Topics Map > University of Chicago > IT Services > Accounts, Identity, & Security
2Factor Authentication (2FA) - Enrollment Guide
This article provides a step-by-step guide for users enrolling in 2Factor Authentication (2FA).
2Factor Authentication adds a second layer of security to your CNetID or University account.
Use this step-by-step guide to enroll in 2Factor Authentication (2FA).
Enroll in 2Factor Authentication
- To enroll in 2FA, visit the 2Factor Authentication website, 2FA.uchicago.edu, and opt in by clicking Go to 2Factor.
Log in using your CNetID and password. This is the first layer of security or first factor of 2Factor Authentication.
If you have not previously enrolled in 2FA, you will be prompted to click Register a Device.
Register your smartphone for 2FA by selecting Mobile Phone. Then click Continue near the bottom of the screen.
If you do not have a smartphone, you may choose to register an alternative device, such as a tablet, a landline, or a hardware token.
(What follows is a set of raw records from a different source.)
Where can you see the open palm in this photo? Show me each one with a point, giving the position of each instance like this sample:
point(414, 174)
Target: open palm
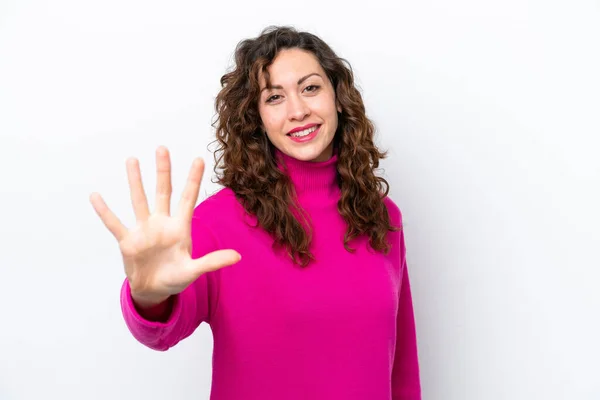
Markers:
point(157, 250)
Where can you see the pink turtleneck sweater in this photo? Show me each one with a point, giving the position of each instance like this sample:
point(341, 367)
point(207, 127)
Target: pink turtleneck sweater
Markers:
point(342, 328)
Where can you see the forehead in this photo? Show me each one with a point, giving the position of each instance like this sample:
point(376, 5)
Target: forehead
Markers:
point(291, 64)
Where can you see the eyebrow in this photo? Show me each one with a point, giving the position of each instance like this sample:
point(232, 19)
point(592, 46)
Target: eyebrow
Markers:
point(305, 77)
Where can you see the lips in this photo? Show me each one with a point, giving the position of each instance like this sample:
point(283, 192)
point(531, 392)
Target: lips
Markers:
point(301, 128)
point(307, 138)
For more on hardware tokens, please see our 2Factor Authentication (2FA) FAQ.
On the next screen, enter the mobile phone number for the device you are registering with 2FA. Click Continue when finished.
Select your device's operating system and click Continue.
After selecting the operating system for your device, you will be prompted to download the Duo Mobile App to your phone, either through the App Store (iPhone) or Google Play Store (Android).
Confirm you have installed the app on your phone by checking the box on the bottom of the screen. Then click Continue.
The Duo Activation Code appears on the next screen. Open the Duo Mobile app on your smartphone and scan the Quick Response (QR) code.
To scan the QR code, press + plus in the upper-right corner of the app. Simply hold up your phone and scan the QR code from your computer screen using your smartphone camera.
When the QR code is scanned correctly, you will see an acknowledgment (shown below) that your device has been successfully registered. You may immediately enroll another device by clicking Enroll Another Device.
If you choose not to enroll another device at this time, click Done. Note that we strongly encourage registering more than one device in 2FA in case you lose or forget your device. See What if I lose my phone? to learn what to do if your device(s) is missing.
Log In With 2Factor Authentication
As with all University of Chicago sites that use Shibboleth (or Single-Sign-On), you will be prompted to enter your CNetID and password. With 2FA enabled, this becomes your first factor.
You are then directed to the Duo login prompt screen. This second factor is independent verification that you are who you say you are through the device you have enrolled or registered with 2FA. Select your device of choice (if you have more than one enrolled) and your preferred method of notification (a phone call, push notification, etc.) Refer to step 5 of this section for an explanation of these notification methods.
The first factor: CNetID and Password
The second factor: Device Notification
Note: if you check the box found on the bottom of this screen, you will also be given the option to have your browser remember you for 30 days.
If you have a smartphone, Duo Push provides one-tap authentication on your device and is the preferred form of notification for smartphones. Refer to step 5 in this section for more information about notification methods.
Select Phone call to send a call to your phone; simply answer the call and press any button on your phone to verify you have received the call.
- If you wish to use a Passcode, you may request that a set of ten unique passcodes be sent via text message to your registered device from the 2FA Manage Devices screen. Please note that you must have your passcode before you attempt to access a site that is protected with 2FA. Passcodes also work within the Duo Prompt screen. Because a passcode you use once cannot be used again, you must keep track of which passcodes have been used. For more information on how 2FA passcodes work, please see the 2Factor Authentication (2FA) FAQ.
Pushes a login request to your phone (if you have Duo Mobile installed and activated on your iPhone, Android, or BlackBerry device). Just review the request and tap Approve to log in.
Authenticate via phone callback.
Log in using a passcode, either generated with Duo Mobile, sent via SMS, generated by your hardware token, or provided by an administrator.
Click Send SMS passcodes to get a new batch of passcodes.
If you have chosen to use Duo Push notification, a login request is sent to your phone. Select the Approve button on your phone to authenticate. Authenticating through 2FA allows you to have secure access to all of your usual university sites and applications that use Shibboleth without needing to log in again.